今年4月初めには、アップルのAI事業の責任者になる為に退社したジョン・ジャナンドレア(下の写真の人物)の後任として、GoogleのAI部門のトップに昇格しました。
ディーンは、恐らくは世界最先端のAI研究の指揮を執る事になります。
同部門では「より自然な音声合成技術」や「ロボットに物を握る事を教える」など、様々なテーマで研究が進められています。
一方で、ディーンは「Googleの未来」を開発するという困難な課題に取り組んでいかねばならない。
最高経営責任者(CEO)のサンダー・ピチャイ(下の写真の人物)は、Googleの戦略は「AIファースト」で、全事業はAIの上に成り立っていくと明言しています。

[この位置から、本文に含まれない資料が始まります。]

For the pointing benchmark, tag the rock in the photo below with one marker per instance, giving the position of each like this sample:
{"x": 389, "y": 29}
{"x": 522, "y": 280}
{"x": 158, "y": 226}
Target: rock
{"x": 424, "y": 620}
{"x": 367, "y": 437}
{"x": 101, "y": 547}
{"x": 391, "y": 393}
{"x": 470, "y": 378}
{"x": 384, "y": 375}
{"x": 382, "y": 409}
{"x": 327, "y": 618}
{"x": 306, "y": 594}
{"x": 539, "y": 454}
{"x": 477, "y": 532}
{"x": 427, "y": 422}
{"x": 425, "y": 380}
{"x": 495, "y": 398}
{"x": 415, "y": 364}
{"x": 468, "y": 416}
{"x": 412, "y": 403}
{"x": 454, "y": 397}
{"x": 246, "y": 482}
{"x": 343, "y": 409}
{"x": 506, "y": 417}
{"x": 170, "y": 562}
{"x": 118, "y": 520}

・「医療」進出がGoogleのビジネスモデルを変える
ディーンは新しい事業分野の開拓に意欲を示しています。
GoogleのAI研究はこれまで、検索やモバイルOSの「Android」といった既存プロダクトの改良に活用されてきました。
ディーンは「機械学習の能力や研究の成果により、全く新しい分野に進出出来るのではないかと考えています。その方向にある一つの可能性が、医療です」と語りました。
ディーンは詳細を語らなかったが、Googleが進める二つの研究プロジェクトが手掛かりになります。
一つは糖尿病の合併症として起こる失明の兆候を、ディープラーニングを用いて早期発見する為のソフトウェアです。
これは、インドで試験運用が行われます。
もう一つは、この技術を乳がんの検出に応用するシステムです。
既に米食品医薬局(FDA)は、AIを使った診断プログラムなどを承認しています。
医療分野で成功すれば、既存のビジネスモデルを変える事が可能になるかも知れません。
Googleは多様な事業を展開するが、その収益は依然として広告に大きく依存しています。
親会社アルファベットの2017年の収入は9割が、広告からのものでした。
・AI構築の自動化にも関心
また、ディーンはAIの自動化にも大きな関心を抱いています。
機械学習プログラムを作る機械学習のソフトウェアというものです。
「機械学習の恩恵という意味で、素晴らしい可能性を秘めています。ただ現状では、専門家の数が相対的に不足しています」と、ディーンは語りました。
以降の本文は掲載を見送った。